The Monument to the Liberator Soldier (Пам'ятник Воїну-визволителю, Памятник Воину-освободителю), commonly called "Pavlusha" (Павлуша, Павлуша), is a large monument in Kharkiv to the Red Army troops who recaptured the city from Nazi Germany in 1943.

The monument is located across from the August 23 metro station. It was dedicated in 1981. The sculptors were Y. I. Ryk and I. P. Yastryebov, and the architects were A. A. Maksimenko, E. A. Svyatchenko, and E. Y. Cherkasov. The centerpiece is a large statue of a Red Army soldier with a carbine raised high in his right hand. The statue is flanked by two artillery pieces and walls with replicas of the Order of Victory and the Order of the Patriotic War.

By 2009, the monument was in need of repair and maintenance. Previously, this had been the responsibility of the Green Areas Trust, but this body was now defunct, and so the monument had not been maintained for a decade, and required attention including testing for structural integrity, cleaning, and refacing of the pedestal.

The repair was paid for by extrabudgetary funds. Money was raised by local and regional party leaders. Repair and cleaning of the pedestal alone cost more than ₴60,000. The project was completed within six months, in time for Victory Day (May 9) of 2010. Further cleaning and restoration was done in 2012.
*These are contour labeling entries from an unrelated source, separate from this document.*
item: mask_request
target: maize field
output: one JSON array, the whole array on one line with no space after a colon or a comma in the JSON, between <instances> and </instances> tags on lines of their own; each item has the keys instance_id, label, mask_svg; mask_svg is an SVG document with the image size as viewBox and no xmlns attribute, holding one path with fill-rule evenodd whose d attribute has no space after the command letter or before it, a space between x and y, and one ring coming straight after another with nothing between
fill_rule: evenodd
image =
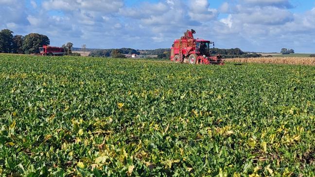
<instances>
[{"instance_id":1,"label":"maize field","mask_svg":"<svg viewBox=\"0 0 315 177\"><path fill-rule=\"evenodd\" d=\"M227 59L227 61L240 63L257 63L315 66L315 58L300 57L273 57Z\"/></svg>"},{"instance_id":2,"label":"maize field","mask_svg":"<svg viewBox=\"0 0 315 177\"><path fill-rule=\"evenodd\" d=\"M315 67L0 54L0 176L314 176Z\"/></svg>"}]
</instances>

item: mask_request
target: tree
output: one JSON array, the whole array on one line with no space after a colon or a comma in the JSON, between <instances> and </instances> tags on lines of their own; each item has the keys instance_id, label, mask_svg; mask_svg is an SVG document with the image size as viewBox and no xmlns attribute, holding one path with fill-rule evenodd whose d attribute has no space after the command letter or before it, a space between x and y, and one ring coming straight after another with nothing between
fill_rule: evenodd
<instances>
[{"instance_id":1,"label":"tree","mask_svg":"<svg viewBox=\"0 0 315 177\"><path fill-rule=\"evenodd\" d=\"M65 50L65 53L67 55L70 55L72 54L72 51L71 49L73 47L73 44L69 42L67 44L62 45L62 47Z\"/></svg>"},{"instance_id":2,"label":"tree","mask_svg":"<svg viewBox=\"0 0 315 177\"><path fill-rule=\"evenodd\" d=\"M7 29L0 31L0 53L11 53L13 47L13 32Z\"/></svg>"},{"instance_id":3,"label":"tree","mask_svg":"<svg viewBox=\"0 0 315 177\"><path fill-rule=\"evenodd\" d=\"M23 54L23 40L24 37L21 35L16 35L13 37L13 48L12 53L15 53Z\"/></svg>"},{"instance_id":4,"label":"tree","mask_svg":"<svg viewBox=\"0 0 315 177\"><path fill-rule=\"evenodd\" d=\"M25 35L23 41L22 49L26 54L39 53L39 47L50 44L48 37L37 33L31 33Z\"/></svg>"},{"instance_id":5,"label":"tree","mask_svg":"<svg viewBox=\"0 0 315 177\"><path fill-rule=\"evenodd\" d=\"M119 49L114 49L111 52L111 56L115 58L125 58L126 56L122 53L122 52Z\"/></svg>"}]
</instances>

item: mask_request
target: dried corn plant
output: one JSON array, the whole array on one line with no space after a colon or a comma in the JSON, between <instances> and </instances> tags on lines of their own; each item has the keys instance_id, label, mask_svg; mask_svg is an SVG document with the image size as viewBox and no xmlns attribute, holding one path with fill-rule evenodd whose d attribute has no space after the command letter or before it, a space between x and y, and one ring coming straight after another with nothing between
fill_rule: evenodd
<instances>
[{"instance_id":1,"label":"dried corn plant","mask_svg":"<svg viewBox=\"0 0 315 177\"><path fill-rule=\"evenodd\" d=\"M311 57L242 58L227 59L226 61L240 63L273 63L315 66L315 58Z\"/></svg>"}]
</instances>

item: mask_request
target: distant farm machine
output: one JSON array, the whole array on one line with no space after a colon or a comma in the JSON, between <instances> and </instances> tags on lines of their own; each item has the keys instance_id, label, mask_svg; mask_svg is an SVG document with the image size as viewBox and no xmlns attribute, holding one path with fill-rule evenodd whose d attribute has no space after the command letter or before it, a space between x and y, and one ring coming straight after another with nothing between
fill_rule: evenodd
<instances>
[{"instance_id":1,"label":"distant farm machine","mask_svg":"<svg viewBox=\"0 0 315 177\"><path fill-rule=\"evenodd\" d=\"M210 46L214 47L214 43L195 39L193 38L195 33L193 30L187 30L180 39L175 40L171 48L171 60L176 63L224 65L224 60L220 54L211 56L210 54Z\"/></svg>"},{"instance_id":2,"label":"distant farm machine","mask_svg":"<svg viewBox=\"0 0 315 177\"><path fill-rule=\"evenodd\" d=\"M39 48L39 53L41 55L62 56L65 54L65 50L62 47L44 45Z\"/></svg>"}]
</instances>

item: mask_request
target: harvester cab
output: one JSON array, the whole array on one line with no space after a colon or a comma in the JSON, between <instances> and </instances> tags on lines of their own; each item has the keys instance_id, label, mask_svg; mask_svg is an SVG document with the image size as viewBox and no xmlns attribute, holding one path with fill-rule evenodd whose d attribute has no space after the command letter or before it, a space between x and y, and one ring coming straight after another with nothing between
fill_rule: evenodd
<instances>
[{"instance_id":1,"label":"harvester cab","mask_svg":"<svg viewBox=\"0 0 315 177\"><path fill-rule=\"evenodd\" d=\"M184 33L184 36L175 39L171 48L171 60L175 63L224 65L220 55L211 56L210 48L214 48L214 42L201 39L195 39L192 29Z\"/></svg>"}]
</instances>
Kharkivites call the monument "Pavlusha" (by way of analogy with the Bulgarian monument "Alyosha" in Plovdiv), or simply "The Soldier". It is a popular meeting place and background for photographs.

In 2013, the National Bank of Ukraine issued a commemorative coin, "Liberation of Kharkiv from the Fascist Invaders", as part of the series Victory in the Great Patriotic War of 1941–1945, showing the statue on the obverse.

The monument was damaged by Russian artillery shelling on May 23, 2022.